Yorkshire residents try to overturn council’s green light

CAMPAIGNERS wearing the white rose of Yorkshire demonstrated outside the High Court in London yesterday at the start of a legal challenge against North Yorkshire County Council giving the go-ahead to fracking.

The Tory-controlled council rode roughshod over the wishes of thousands of residents and local councils by giving fracking company Third Energy permission to begin drilling in unspoiled countryside in Ryedale.

Residents from the village of Kirby Misperton and Friends of the Earth (FoE) made a landmark joint application for the decision to be quashed.

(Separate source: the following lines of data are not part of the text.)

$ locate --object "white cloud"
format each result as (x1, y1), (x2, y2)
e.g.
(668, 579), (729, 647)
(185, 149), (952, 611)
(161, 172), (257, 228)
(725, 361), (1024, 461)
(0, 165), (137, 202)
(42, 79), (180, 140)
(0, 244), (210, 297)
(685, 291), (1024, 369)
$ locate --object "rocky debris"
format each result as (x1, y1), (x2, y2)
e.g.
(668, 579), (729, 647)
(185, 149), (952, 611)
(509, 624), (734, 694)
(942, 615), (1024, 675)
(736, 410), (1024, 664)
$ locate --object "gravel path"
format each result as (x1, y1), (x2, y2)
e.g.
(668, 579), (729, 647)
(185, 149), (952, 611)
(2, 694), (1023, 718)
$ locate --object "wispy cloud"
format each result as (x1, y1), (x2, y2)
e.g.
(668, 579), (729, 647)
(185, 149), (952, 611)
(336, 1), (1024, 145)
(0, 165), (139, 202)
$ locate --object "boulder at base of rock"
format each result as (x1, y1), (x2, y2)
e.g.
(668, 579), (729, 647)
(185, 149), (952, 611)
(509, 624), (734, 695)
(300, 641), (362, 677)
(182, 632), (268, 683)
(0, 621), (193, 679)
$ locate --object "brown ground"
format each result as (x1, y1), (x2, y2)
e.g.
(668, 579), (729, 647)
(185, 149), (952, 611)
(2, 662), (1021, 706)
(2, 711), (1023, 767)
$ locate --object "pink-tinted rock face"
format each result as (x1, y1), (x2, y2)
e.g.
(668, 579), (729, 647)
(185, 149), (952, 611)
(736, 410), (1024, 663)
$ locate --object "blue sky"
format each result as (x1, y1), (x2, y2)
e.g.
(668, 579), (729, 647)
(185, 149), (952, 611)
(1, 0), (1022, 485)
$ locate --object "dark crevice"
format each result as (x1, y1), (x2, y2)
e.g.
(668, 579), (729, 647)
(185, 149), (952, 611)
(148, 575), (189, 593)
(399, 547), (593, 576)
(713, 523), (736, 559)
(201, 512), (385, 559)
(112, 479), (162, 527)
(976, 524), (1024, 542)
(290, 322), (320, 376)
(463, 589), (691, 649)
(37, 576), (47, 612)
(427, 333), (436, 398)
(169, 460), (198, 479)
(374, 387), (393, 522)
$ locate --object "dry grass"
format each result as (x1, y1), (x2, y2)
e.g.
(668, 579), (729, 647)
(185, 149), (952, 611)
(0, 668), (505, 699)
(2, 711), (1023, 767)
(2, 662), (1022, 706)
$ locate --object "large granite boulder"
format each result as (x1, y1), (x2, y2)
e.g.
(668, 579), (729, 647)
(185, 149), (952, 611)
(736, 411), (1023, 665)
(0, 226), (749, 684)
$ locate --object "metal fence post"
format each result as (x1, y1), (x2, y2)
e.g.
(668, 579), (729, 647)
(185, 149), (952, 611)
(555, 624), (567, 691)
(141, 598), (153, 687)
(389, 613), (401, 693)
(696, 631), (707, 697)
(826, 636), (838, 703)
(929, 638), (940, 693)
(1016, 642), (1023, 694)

Lead campaigners the Rev Jackie Cray and David Davis gathered with other rose-carrying demonstrators holding placards outside the court demanding: “Protect our health — Say no to fracking.”

The Frack Free Ryedale campaigners have raised more than £7,000 to fund their application for a judicial review of the decision. Frack Free Ryedale and FoE solicitor Rowan Smith said the campaigners believed the county council’s decision was “clearly unlawful” because the authority had failed to consider the effect that burning shale gas obtained by fracking would have on climate change and had also failed to impose a financial bond on Third Energy to pay for any environmental damage.

The application was opposed by Ryedale District Council, every Ryedale town council, 15 parish councils, businesses such as Flamingo Land, the Yorkshire Wildlife Trust, the Castle Howard Estate, and dozens of other groups and businesses.

The county council received 4,375 objections to the application and only 36 letters in favour.

FoE’s Yorkshire and Humber campaigner Simon Bowens said: “North Yorkshire County Council failed in their legal duty to fully assess the impact this fracking application would have on the climate and in protecting their local communities against long-term financial risks.

“‘We can’t afford to allow the fracking industry to just go on putting communities across the world at risk by developing a new dirty fossil fuel.”

Across the Pennines, Lancashire County Council refused planning permission for fracking operations, but its decision was simply overridden by the Department for the Environment.